Professionally, he describes Flinn-Brown as a “confident door opener,” a signal that the person across the table is committed to Arizona’s long-term future. “Fantastic leaders in every guise come together in Flinn-Brown,” he says, describing a network that spans sectors yet shares a common purpose.

That shared purpose, Brooks believes, is essential to strengthening Arizona’s civic health. Drawing on his national and global perspective, he sees a significant opportunity if the state deepens coordination among government, nonprofit organizations, philanthropy, and major industry leaders, particularly in life sciences. “Civic health serves as a convener for the transformation of ideas to meaningful results,” Brooks explains. 

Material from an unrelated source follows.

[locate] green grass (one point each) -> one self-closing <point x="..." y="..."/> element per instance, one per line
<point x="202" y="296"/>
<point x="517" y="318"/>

He points to AZBio, Mayo Clinic, the University of Arizona, Arizona State University, Northern Arizona University, Silicon Oasis, and Venture Café as organizations already advancing the state’s innovation ecosystem. Fully realizing Arizona’s leadership potential, he believes, will require stronger engagement from state policymakers to position Arizona as a national biotech leader.

Across Brooks’ work and worldview, a consistent thread emerges: progress accelerates when people work across boundaries — scientists and policymakers, entrepreneurs and institutions, individuals and communities — each carrying part of the solution. Beneath it all is that simple lesson from his father: positivity is not naïve; it is practical. In that spirit, Brooks continues building UGenome AI with scientific rigor, civic commitment, and steady optimism, and remains focused on ensuring that the future of genomic medicine is not only advanced, but accessible to all Arizonans.


Book Recommendation

I read more for business than pleasure, collateral damage from my Ph.D., but two books from 2025 stand out. The Secret Life of Bees was made into a movie in 2008 with Queen Latifah, who shares my birthday. The Memory Collectors cleverly crafts modern life in a three-year span by asking “what if you could do it all over again” and putting free will and determinism in a two-way mirror. I should also promote my book,”Discovering Your Human Algorithm.”